Ich möchte jeden einladen, sich einmal zu erinnern an diese wunderbaren Momente im eigenen Leben. Ich bin sicher, dass jeder und jede solche wunderbaren Momente in seinem und ihrem Leben hatte und sich an sie erinnern kann. Aber es ist nicht immer wunderbar, was ja auch gut ist, denn sonst könnten wir sie gar nicht voneinander unterscheiden.
Es gibt Zeiten, da ist das Leben sehr dunkel. Aber es gibt eben auch diese anderen Zeiten, in denen alles passt.

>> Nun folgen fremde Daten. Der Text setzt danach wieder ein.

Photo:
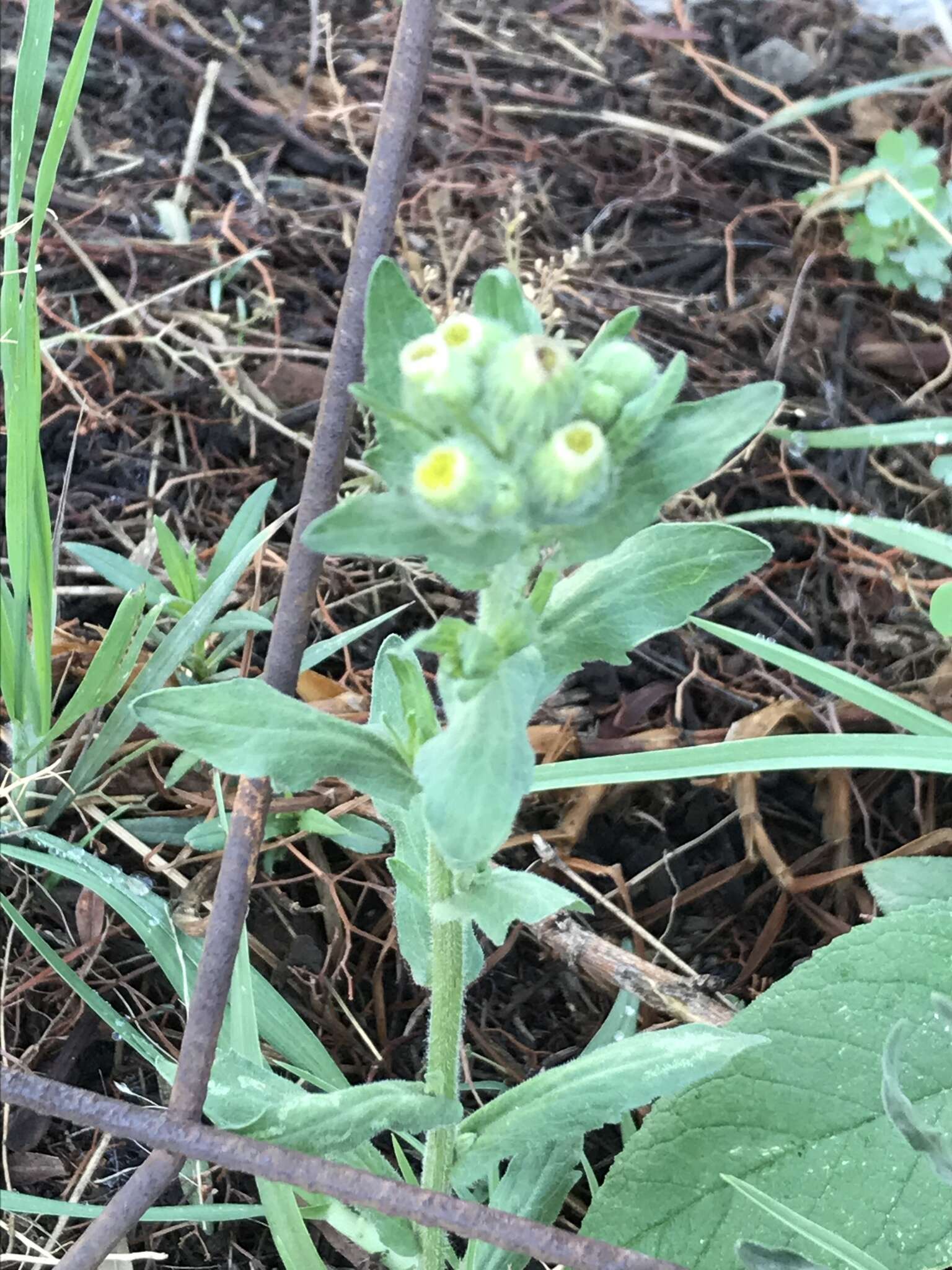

Für viele Menschen ist dieser Satz „Alles hat seine Zeit“ nur wenig Trost, gerade dann, wenn sie nach Sinn suchen für das, was ihnen gerade Leid bringt, weil sie eventuell nicht wieder gesund werden oder weil ihnen der Sinn in ihrem Leben gerade verloren gegangen ist, und sie sich dann die Frage stellen: „Ist mein Leben nicht vergeudet?“
Genau demgegenüber sagt dieser Satz, sagt diese Botschaft: Es gibt für jedes seine Zeit!
Und wir sind aufgefordert, vielleicht zu fragen, was ist jetzt gerade an der Zeit? Damit geht es nicht darum, alles hinzunehmen, wie es ist, sondern viel eher zu fragen, was ist jetzt gerade dran? Manchmal ist die Antwort auf die Frage, was jetzt gerade dran ist und was auch gleichzeitig passiert: Es ist im Moment einfach Scheiße! Dann ist genau das auch dran. Niemand kann die Momente des Glücks für immer festhalten, aber auch die Momente des Leidens dauern nicht ewig; auch sie haben ihre Zeit. Und etwas, was seine Zeit hat, ist eben nicht ewig.
Alles hat seine Zeit bedeutet die Einladung zu Gelassenheit und zu Vertrauen. Zu vertrauen darauf, dass unser Leben gelingen kann, weil uns wieder Momente des Glücks beschert werden. Das kann meinem Leben eine ganz andere, eine weite Perspektive geben.
Ich muss nicht ständig meines Glückes Schmied sein. Ich kann darauf vertrauen, dass eine achtsame Wahrnehmung der Zeit meines Lebensdazu führt, dass es immer wieder Momente dieses Glücks gibt. Das entlastet mich von vielem und ich muss auch nicht alles hinnehmen. Diese Einsicht lässt Freude wachsen und Zufriedenheit entstehen. Und genau zu dieser Einsicht und zu dieser Praxis und zu dieser unaufgeregten Haltung möchte ich einladen.